Moreover nowadays the techniques used are Capillary Zone Electrophoresis (CZE),

Capillary Gel Electrophoresis (CGE) and Capillary Isoelectric Focusing (CIEF).

Recently, several studies dealing with herbal medicines have been reported and

two kinds of medicinal compounds, i.e. alkaloids and flavonoids have been studied

extensively. In general, CE is a versatile and powerful separation tool with a high

separation efficiency and selectivity when analyzing mixtures of low-molecular-

mass components. It has been used to ascertain the botanical identity and quality of



Ephedra herbae (Liu et al., 1993), Coptidis rhizome (Liu et al., 1994), Ginseng radix

(Chuang et al., 1995).

Capillary electrochromatography is considered to be combination of both

HPLC and CE which takes the benefits of both i.e low sample/solvent

consumption and being highly efficient. It has been used to analyse different

coumarins like xanthotoxol, osthenol, oxypeucedanin hydrate and byankangelicin

in Angelica dahurica commonly called ‘Bai Zi’ in chinese (Chen et al., 2006).

Spectroscopic Method

Because of their uniqueness and beneficial advantages they are preferred over

chromatography methods. They combine speed and non-destructive character with

the need for no or only little sample preparation. This is one of the important

reasons that NIR and NMR spectroscopy is popular for purity and identity

evaluation in industry (Singh et al., 2010; Krishnan et al., 2005). Wu and colleagues

(2008) described the use of MIR and NIR spectroscopy for the quantitative

determination of α-pinene, methyl salicylate and eugenol in ‘Honghua oil’. This

preparation is composed of several essential oils like (wintergreen, turpentine,

clove and Cassia leaf) and is utilized in the treatment of rheumatism and joint

problems. It has been used for the analysis of Ephedra species (Kim et al., 2005),

Herba Epimedii (Pie et al., 2008) and Ginseng (Shin et al., 2007). For the compounds

of interest, characteristic absorption bands in the IR spectra was assigned, and

based on the quantitative GC results, the areas of these bands were correlated with

the respective quantities.

Limitations of chemical fingerprinting

Because of variable sources and chemical complexity the use of chromatographic

techniques and marker compounds has limitations in the standardization of

botanical preparations. Intrinsic factors such as genetics and extrinsic factors, such

as cultivation, harvesting, drying and storage conditions are few examples that can

affect the chemical profile of any herb. Chemotaxonomic study of herbs provides

only a quantitative account of secondary metabolites. As compared to the

conventional methods this approach has several advantages. The conventional



methods usually determine the individual compounds present in the herbal drugs.

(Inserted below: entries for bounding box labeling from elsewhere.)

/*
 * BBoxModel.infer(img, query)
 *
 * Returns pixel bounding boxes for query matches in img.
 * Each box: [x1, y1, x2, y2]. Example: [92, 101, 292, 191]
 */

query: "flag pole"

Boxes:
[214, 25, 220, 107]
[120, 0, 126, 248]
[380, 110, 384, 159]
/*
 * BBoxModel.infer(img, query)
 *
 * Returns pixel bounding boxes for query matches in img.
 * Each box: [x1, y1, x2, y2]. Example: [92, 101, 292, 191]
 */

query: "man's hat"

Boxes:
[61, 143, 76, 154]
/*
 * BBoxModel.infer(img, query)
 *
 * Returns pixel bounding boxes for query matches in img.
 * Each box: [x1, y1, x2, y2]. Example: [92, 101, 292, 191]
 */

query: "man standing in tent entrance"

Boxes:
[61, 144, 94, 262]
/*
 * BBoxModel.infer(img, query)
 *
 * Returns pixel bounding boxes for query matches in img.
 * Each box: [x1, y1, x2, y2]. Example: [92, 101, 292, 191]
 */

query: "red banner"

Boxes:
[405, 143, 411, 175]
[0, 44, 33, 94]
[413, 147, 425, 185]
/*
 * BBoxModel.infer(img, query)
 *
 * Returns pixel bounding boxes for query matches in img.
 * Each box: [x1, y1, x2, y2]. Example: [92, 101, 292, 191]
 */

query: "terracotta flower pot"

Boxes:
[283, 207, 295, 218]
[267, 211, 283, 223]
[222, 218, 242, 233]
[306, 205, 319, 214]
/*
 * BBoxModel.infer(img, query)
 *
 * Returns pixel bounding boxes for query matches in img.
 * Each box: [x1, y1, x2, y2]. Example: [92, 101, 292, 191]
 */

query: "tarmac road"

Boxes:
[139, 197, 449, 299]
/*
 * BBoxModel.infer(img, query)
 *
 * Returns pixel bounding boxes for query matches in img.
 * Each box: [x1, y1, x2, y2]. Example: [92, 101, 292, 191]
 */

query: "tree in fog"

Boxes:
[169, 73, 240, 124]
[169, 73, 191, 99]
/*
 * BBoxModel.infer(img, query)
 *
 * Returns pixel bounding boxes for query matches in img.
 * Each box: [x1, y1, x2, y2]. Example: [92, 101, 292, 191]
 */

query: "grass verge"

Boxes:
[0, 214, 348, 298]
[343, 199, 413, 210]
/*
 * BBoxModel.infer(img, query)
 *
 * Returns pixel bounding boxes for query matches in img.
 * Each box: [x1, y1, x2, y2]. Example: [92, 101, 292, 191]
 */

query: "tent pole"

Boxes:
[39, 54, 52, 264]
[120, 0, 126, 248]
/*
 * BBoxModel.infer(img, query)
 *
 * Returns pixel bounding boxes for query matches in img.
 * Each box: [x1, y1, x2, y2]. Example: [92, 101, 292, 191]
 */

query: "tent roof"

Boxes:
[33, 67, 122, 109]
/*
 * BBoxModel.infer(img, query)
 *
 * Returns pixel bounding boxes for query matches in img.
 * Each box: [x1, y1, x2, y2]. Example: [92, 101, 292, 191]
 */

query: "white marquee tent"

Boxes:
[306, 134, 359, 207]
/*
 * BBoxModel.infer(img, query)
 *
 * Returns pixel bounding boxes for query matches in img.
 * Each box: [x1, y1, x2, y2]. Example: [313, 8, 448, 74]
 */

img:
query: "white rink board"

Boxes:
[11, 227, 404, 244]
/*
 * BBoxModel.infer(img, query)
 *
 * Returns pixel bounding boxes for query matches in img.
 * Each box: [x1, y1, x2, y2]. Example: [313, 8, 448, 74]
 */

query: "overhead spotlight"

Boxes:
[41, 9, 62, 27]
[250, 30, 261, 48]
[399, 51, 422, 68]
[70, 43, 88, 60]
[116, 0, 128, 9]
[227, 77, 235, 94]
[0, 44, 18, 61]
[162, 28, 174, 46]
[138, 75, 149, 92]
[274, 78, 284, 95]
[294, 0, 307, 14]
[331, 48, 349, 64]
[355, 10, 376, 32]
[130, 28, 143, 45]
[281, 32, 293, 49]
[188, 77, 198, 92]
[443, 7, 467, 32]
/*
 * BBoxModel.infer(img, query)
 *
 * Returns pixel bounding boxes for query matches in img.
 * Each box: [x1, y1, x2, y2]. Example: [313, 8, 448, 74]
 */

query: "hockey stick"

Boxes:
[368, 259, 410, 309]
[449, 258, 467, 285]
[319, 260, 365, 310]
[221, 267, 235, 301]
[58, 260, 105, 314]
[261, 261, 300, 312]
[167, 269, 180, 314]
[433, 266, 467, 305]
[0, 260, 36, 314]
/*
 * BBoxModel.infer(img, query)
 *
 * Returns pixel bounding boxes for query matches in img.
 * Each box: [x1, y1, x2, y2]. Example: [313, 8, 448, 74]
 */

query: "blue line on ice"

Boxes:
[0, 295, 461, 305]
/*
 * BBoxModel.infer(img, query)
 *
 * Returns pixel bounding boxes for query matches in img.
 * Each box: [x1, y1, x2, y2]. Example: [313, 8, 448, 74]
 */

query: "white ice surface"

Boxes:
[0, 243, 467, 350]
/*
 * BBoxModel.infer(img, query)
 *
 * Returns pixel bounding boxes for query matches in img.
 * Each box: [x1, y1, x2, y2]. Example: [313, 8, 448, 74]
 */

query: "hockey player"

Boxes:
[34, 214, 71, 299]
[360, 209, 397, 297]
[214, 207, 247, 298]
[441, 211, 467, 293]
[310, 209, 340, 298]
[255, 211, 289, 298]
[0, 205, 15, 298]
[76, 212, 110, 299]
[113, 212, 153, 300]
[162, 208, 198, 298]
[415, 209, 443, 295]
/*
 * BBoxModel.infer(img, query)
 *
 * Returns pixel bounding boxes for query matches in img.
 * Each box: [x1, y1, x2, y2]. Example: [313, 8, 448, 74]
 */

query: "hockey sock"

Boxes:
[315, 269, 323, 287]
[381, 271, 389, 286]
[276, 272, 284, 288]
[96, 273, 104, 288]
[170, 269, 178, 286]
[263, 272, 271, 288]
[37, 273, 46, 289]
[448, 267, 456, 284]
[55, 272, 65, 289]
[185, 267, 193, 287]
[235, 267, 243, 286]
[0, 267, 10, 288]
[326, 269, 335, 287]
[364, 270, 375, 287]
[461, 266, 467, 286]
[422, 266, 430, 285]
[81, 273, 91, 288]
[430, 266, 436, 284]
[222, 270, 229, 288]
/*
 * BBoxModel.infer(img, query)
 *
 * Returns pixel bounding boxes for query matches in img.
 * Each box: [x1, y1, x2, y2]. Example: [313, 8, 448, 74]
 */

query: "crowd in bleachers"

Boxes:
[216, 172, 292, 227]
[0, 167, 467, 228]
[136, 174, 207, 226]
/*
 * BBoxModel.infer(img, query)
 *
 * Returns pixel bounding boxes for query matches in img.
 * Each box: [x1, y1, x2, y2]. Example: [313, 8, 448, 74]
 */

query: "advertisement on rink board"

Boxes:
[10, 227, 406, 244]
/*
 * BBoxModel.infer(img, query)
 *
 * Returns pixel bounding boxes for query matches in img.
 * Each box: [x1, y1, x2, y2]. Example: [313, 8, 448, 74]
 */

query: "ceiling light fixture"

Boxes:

We cannot determine whether they are active or specific or not. For quantitative

studies, use of specific markers to distinguish between varieties, has been useful.

These metabolites, used as markers, may or may not be therapeutically active, but

should ideally be neutral to environmental effects and management practices (Joshi

et al., 1999). Problem may also arise due to different chemotypes, e.g., Withania

somnifera is reported to have three chemotypes depending upon the steroidal

lactones. Withaferin A and other biologically active compounds may similarly vary

depending upon the environment, genotype and time of collection of plant

material. Thus, selection of right chemotype is very necessary to ensure the efficacy.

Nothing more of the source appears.